While the NYPSL law does not require manufacturers to allow employees to begin using leave until January 1, 2021, manufacturers must begin tracking leave as of September 30.  Upon request, a manufacturer must provide an employee within three  business days with information about her or his leave accrual and use.

New York City Amends Local Law to Conform   

Following New York State, effective September 30, 2020, the New York City Council amended the NYCPSL Law to conform to the New York State law.  In doing so, however, the City Council expanded paid sick leave benefits for domestic workers and imposed additional obligations on manufacturers with respect to their employees located in New York City.

The Amended New York City law requires manufacturers to provide employees either in their paystubs or in a separate document with both the amount of sick time earned and used during the pay period, as well as the current leave balance.  Manufacturers must provide and post written notice of the amended law to all employees within 30 days of its effective date (i.e., by October 30, 2020) or the employee’s date of hire (whichever is later).  This written notice must be posted and provided to employees in English and the primary language of the employee.  Significantly, with the amendment, New York City abolished the requirement that covered employees work in New York City at least 80 hours per year, meaning that manufacturers much track the work hours of even casual or part-time employees.
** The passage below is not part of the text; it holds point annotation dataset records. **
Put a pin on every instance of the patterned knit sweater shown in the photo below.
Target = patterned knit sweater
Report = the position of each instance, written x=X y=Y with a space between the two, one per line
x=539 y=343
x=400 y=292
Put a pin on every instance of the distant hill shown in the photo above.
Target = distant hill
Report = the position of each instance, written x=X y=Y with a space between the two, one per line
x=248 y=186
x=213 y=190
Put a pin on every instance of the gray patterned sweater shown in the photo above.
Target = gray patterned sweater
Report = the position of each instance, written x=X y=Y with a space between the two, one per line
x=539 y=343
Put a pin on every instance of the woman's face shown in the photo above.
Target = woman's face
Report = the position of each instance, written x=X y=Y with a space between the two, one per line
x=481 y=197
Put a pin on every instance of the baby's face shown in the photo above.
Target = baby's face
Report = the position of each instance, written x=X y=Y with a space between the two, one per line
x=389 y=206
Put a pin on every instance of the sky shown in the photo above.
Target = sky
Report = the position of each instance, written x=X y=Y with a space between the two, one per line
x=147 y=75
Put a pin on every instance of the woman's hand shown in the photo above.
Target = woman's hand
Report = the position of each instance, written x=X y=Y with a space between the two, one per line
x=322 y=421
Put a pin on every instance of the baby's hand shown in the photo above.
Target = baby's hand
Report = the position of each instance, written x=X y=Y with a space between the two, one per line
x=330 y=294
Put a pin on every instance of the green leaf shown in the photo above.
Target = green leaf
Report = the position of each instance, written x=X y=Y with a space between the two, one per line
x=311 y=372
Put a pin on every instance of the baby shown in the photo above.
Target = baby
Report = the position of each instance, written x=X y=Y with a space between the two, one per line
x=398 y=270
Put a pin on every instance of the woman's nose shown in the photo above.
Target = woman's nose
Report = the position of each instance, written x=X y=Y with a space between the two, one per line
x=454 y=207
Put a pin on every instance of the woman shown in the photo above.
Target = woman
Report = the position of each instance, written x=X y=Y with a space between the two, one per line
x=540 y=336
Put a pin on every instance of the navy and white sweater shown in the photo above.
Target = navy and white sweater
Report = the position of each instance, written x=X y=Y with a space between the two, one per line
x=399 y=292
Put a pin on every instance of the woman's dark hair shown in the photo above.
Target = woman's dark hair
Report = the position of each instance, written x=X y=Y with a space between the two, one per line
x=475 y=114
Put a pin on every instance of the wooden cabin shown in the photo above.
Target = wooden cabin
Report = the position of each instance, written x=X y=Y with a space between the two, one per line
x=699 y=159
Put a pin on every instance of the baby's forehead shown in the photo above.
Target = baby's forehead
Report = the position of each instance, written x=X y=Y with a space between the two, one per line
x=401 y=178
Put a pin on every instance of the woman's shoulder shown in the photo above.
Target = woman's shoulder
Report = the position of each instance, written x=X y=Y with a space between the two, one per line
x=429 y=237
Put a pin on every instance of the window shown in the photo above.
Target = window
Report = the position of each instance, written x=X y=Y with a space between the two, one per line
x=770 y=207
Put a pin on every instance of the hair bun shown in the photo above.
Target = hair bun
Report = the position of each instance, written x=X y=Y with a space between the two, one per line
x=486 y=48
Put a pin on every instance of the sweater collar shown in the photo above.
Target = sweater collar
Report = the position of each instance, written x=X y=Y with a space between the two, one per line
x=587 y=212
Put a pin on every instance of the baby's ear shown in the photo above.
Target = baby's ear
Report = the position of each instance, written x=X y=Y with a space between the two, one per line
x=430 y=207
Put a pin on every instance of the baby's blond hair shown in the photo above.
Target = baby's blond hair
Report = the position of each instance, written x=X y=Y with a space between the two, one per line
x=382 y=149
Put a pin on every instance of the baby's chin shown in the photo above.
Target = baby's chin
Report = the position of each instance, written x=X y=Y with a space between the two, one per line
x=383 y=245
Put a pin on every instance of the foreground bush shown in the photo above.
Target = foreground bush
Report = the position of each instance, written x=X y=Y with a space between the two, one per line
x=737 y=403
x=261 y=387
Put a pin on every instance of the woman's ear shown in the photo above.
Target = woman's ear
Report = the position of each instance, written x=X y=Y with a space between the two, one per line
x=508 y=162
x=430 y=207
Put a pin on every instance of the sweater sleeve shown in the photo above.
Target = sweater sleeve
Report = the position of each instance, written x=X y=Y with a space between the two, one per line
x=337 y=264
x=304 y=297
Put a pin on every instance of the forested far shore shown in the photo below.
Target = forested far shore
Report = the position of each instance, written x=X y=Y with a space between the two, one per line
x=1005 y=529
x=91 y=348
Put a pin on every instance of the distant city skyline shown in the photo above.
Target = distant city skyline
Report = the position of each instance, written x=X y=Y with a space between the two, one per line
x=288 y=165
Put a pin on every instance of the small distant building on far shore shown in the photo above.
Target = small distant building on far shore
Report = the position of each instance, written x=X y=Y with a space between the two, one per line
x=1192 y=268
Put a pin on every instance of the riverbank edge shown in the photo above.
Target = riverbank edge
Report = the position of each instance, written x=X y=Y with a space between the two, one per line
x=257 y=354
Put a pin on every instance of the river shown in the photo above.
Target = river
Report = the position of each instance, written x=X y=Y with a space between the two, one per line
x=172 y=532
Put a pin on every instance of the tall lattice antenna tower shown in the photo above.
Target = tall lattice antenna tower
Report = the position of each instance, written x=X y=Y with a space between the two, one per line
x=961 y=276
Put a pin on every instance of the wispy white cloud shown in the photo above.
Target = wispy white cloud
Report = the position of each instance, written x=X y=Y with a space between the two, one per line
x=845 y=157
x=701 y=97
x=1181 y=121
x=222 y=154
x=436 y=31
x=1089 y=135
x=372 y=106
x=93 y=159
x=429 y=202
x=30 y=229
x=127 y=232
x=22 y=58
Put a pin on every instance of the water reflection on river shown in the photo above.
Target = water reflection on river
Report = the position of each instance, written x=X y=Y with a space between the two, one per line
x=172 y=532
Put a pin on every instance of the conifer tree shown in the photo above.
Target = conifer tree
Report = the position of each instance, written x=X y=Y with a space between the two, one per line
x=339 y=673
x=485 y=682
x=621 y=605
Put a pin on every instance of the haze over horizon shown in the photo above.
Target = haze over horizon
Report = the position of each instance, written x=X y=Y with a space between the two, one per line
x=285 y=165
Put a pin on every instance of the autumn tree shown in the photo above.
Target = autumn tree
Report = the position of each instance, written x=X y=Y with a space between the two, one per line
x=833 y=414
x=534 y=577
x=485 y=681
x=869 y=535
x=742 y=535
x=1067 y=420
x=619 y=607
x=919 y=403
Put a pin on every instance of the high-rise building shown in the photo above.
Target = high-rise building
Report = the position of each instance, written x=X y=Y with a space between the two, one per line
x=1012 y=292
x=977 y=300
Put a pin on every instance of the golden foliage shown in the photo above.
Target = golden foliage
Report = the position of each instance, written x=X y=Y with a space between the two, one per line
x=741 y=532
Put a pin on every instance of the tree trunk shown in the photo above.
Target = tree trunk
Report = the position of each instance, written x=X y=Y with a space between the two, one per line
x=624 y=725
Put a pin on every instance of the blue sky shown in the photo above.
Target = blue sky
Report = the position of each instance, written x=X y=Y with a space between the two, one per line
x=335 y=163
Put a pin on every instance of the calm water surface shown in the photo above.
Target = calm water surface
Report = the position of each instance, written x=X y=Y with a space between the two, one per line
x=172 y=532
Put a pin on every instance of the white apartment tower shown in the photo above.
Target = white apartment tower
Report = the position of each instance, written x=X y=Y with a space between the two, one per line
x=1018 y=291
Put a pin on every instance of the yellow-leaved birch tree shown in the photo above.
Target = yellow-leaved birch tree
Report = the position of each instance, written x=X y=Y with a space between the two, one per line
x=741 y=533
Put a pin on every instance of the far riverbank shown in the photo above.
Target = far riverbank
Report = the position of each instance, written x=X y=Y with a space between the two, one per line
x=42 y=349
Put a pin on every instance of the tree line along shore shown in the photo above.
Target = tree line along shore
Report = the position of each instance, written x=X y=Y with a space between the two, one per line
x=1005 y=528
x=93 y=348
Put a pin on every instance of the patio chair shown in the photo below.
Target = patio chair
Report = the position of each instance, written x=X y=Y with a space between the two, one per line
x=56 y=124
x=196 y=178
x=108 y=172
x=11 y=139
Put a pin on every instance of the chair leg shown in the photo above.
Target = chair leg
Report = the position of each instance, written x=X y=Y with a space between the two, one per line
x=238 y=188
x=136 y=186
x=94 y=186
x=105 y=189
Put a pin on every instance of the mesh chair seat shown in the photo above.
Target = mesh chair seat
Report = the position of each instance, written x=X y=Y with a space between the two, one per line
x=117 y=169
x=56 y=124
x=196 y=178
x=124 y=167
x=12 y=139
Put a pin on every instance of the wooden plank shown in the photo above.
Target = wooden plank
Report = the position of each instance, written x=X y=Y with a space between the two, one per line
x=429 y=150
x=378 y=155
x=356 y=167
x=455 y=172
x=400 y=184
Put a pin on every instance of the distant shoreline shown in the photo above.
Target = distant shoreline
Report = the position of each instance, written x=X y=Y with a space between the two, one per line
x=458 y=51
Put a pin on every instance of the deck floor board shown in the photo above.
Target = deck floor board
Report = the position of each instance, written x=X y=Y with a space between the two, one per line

In addition, the New York City law now provides for up to 40 hours paid sick leave for domestic workers regardless of the number of employees or the manufacturer’s net annual income level.  This change represents a substantial increase in the amount of leave available to domestic workers, as the prior  version of the local law provided two days of paid sick leave per year.  (New York State’s Domestic Workers Bill of Rights provides for up to three days leave for domestic workers, although not specifically for sickness.)

While the amendments became effective in September, a manufacturer need not allow employees to use the extended leave benefits until January 1, 2021.

Unanswered Questions

These new leave laws present a host of unresolved issues for manufacturers.  Neither law addresses the issues presented by manufacturers with operations outside of New York State.  In assessing the amount of leave to provide employees, do employees working outside of New York State or City count toward determining the amount of leave to provide employees?  Furthermore, for employees working both in and out of New York State and City, for leave accrual purposes, do manufacturers count all time worked or only the time spent in the particular jurisdiction.

Many are hopeful that the New York Department of Labor and/or the New York City Department of Consumer Affairs (the agencies with authority to issue implementing regulations) will provide guidance soon.

Given the complex interplay between the federal, New York State and New York City leave laws, employers of New York State or City employees may wish to confer with qualified legal counsel now to comply with notice obligations and harmonize leave policies.